Comment by Marc [ 2014 Jul 17 ]

Appears to be fixed.

Comment by Oleksii Zagorskyi [ 2014 Jul 17 ]

There were no fixes in zabbix code, issue reopened and closed as cannot reproduce.

Comment by Marc [ 2014 Jul 17 ]

Well, there was one that's for sure. But I can't tell which one
Anyway I'm fine with that.

It's the first time that I can make seriously use of log monitoring functionality in Zabbix and I'm pretty happy about that

Comment by Marc [ 2015 Mar 28 ]

Notice this issue again regularly.
Seams like happening when both item values (OK/PROBLEM) occur for the same time (second).

Edit:

zabbix=# SELECT id,
       clock,
       ns,
       timestamp
FROM history_log
WHERE itemid = 428480
  AND clock = 1427506557
ORDER BY timestamp;
    id     |   clock    |    ns     | timestamp
-----------+------------+-----------+------------
 930030690 | 1427506557 | 114980302 | 1427506503
 930030713 | 1427506557 | 114431409 | 1427506520
(2 rows)

zabbix=#

Judging id and timestamp item values got obviously created in the right chronological order. The ns value looks suspicious though...

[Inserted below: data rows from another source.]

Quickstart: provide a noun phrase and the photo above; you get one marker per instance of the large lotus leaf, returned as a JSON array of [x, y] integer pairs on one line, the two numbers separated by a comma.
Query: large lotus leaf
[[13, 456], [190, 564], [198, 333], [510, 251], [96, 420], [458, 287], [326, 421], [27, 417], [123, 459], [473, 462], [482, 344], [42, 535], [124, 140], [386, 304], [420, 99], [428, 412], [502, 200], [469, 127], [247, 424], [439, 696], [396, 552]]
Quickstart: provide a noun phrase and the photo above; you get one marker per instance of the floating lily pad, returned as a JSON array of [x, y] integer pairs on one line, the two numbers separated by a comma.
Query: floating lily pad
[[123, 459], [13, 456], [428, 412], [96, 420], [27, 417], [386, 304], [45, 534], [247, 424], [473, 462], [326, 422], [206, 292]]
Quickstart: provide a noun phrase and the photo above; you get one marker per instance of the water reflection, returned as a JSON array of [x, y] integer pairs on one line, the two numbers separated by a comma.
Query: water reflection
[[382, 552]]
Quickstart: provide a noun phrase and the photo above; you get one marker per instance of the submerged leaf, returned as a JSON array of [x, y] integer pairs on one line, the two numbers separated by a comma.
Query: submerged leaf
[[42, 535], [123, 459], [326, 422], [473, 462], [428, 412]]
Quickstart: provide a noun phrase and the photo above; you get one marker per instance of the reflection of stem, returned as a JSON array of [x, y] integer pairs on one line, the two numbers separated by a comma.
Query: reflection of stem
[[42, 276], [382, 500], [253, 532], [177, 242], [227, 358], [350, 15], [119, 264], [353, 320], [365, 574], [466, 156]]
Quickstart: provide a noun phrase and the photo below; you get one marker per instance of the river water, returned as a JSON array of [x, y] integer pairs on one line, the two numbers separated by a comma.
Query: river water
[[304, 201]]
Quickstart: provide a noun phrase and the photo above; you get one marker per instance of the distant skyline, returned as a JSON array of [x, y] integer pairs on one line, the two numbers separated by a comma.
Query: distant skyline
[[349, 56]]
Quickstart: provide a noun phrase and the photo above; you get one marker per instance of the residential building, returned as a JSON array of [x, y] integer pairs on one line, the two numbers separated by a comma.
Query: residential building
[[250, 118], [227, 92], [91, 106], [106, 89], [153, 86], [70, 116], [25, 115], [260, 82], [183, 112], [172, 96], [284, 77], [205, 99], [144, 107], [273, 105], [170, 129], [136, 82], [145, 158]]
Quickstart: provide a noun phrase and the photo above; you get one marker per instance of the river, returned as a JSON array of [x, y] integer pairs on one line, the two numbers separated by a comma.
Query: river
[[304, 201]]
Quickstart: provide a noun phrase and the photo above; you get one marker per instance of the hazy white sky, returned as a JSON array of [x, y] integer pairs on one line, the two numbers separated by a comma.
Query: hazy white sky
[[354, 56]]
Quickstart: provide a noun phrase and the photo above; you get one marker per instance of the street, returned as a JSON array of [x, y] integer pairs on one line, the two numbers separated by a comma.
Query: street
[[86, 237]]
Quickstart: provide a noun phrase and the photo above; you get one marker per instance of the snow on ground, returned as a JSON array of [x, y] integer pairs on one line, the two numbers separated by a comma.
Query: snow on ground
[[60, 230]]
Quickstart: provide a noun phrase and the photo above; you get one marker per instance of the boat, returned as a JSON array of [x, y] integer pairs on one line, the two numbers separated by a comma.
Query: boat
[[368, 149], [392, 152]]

Comment by Oleksii Zagorskyi [ 2015 Mar 29 ]

Indeed the ns order looks strange.

Just FYI: According to ~~ZBXNEXT-457~~, zabbix agent should send "ns" for every value.
For older agents (lower 2.0) the ns (if missing) will be generated by server.

What is agent version and agent's OS?
What is the item key and update interval?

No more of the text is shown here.